The following example shows that the first condition is indeed
weaker than the second.
EXAMPLE:
Consider the function with the following graph:
Clearly it satisfies the 4 conditions of being a CDF. Hence we
know that there is a random variable $X$ with this CDF (by
the fundamental theorem).
Define a ${\mathbb R}^2$-valued random variable
as $Y=(X,1).$ Show that for any $(a,b)\in{\mathbb R}^2$ we have $P(Y=(a,b))=0.$
Also show that the CDF of $Y$ is not continuous.
SOLUTION:
$P(Y=(a,b))= P(X=a~\&~1=b)\leq P(X=a)=0,$ since $X$ is
a continuous random variable.
Also, the joint CDF is
$$
F(a,b) = P(X\leq a~\&~1\leq b) = \left\{\begin{array}{ll}0&\text{if }b <
1\\F(a)&\text{if }b\geq 1.\\\end{array}\right.
$$
If we take $(a_n,b_n) =\left( \frac 12, 1-\frac 1n\right),$
then $(a_n,b_n)\rightarrow \left(\frac 12,1\right).$
Now $F(a_n,b_n)\equiv 0,$ and so $F(a_n,b_n)\rightarrow 0.$
But $F\left(\frac 12,1\right) = \frac 12\neq 0.$
If you are given two jointly distributed random
variables $X,Y$ and you know their joint distribution,
i.e. given any $A\subseteq{\mathbb R}^2$ you know $P((X,Y)\in A),$
then you can work out the probability distribution of $X$
and $Y$ separately from this, i.e., for any
fiven $B\subseteq{\mathbb R}$ you can find $P(X\in B)$ and $P(Y\in
B)$ as follows:
$P(X\in B) = P(X\in B~\&~ Y\in{\mathbb R}) = P((X,Y)\in A),$
where $A = B\times{\mathbb R}.$ Similarly, for $Y.$
The definition of expectation is straightforward extension of
the univariate case.
If $X$ is an ${\mathbb R}^n$-valued random variable,
and $h:{\mathbb R}^n\rightarrow {\mathbb R}^m$ is any function,
then $E(h(X))$ is defined component by component, and is said
to exists finitely iff all the component expectations exist finitely.
Proof:
In this course we shall prove this only when $X,Y$ are both
discrete random
variables.
First, notice that $X+Y$ is again discrete.
Because:
If $X$ takes values in the countable
set $\{x_1,x_2,...\}$ and $Y$ take values in the
countable set $\{y_1,y_2,...\},$ then each possible value
of $X+Y$ must be of the form $x_i+y_j.$ There are only
countably many such values.
Let $p_{ij} = P(X=x_i~\&~ Y=y_j).$
Then $P(X=x_i) = \sum_j p_{ij}$ and $P(Y=y_j) = \sum_i p_{ij}.$
So $E(X) = \sum_i x_i P(X=x_i) = \sum_i x_i \sum_j p_{ij},$
and $E(Y) = \sum_j y_j P(Y=y_j) = \sum_j y_j \sum_i p_{ij} .$
By the given condition both these series converges absolutely,
and may be grouped and arranged in any way without changing the
sum.
So $\sum_i\sum_j |x_i p_{ij}|< \infty,$ and $\sum_j\sum_i |y_j p_{ij}|< \infty.$
Now $|x_i+y_j|\leq |x_i|+|y_j|$ by triangle
inequality.
Hence $\sum_{i,j} |(x_i+y_j)p_{ij}| <\infty$ and
so $E(X+Y)$ exists finitely.
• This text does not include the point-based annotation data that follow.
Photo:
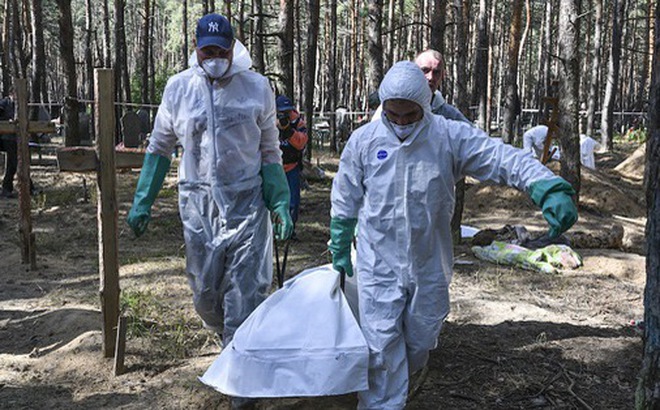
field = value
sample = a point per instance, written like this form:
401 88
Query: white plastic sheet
301 341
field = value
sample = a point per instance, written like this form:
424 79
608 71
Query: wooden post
27 249
120 349
107 206
21 128
552 129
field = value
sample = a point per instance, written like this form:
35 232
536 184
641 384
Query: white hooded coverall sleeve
163 138
487 159
270 144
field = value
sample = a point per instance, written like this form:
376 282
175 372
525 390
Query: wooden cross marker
102 159
22 127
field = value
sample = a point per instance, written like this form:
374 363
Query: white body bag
301 341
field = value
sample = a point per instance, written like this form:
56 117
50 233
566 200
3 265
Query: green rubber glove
277 198
554 197
153 173
342 232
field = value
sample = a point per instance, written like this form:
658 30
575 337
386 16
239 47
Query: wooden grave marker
22 127
104 160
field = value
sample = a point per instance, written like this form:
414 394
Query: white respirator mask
403 131
215 67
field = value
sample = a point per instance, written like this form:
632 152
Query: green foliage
172 333
637 135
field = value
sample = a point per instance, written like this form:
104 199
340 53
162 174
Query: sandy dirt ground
515 339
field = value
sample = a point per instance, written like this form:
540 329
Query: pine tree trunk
143 63
310 69
107 40
258 48
595 67
184 28
332 74
648 387
66 52
480 83
375 44
438 25
285 83
569 92
612 86
511 98
38 88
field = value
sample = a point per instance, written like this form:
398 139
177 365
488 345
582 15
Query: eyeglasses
216 52
434 73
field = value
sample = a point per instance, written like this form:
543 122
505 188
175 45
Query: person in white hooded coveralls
230 176
396 179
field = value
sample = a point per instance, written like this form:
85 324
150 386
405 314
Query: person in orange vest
293 140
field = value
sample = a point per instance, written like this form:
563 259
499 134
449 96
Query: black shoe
243 403
416 381
8 194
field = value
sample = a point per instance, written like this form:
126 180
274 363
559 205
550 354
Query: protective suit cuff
539 190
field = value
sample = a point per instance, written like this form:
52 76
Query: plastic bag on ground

Also
$$
E(X+Y) = \sum_{i,j} (x_i+y_j)p_{ij} = \sum_i\sum_j x_ip_{ij} +
\sum_j\sum_i y_jp_{ij} = E(X)+E(Y),
$$
as required.
[QED]
This result leads to simple trick that we discuss next.
Suppose that you are to find expected number of something. For
example, $n$ letters are randomly put into $n$
addressed envelops, and you are to find $E(X),$
where $X$ is the number of correctly placed letters.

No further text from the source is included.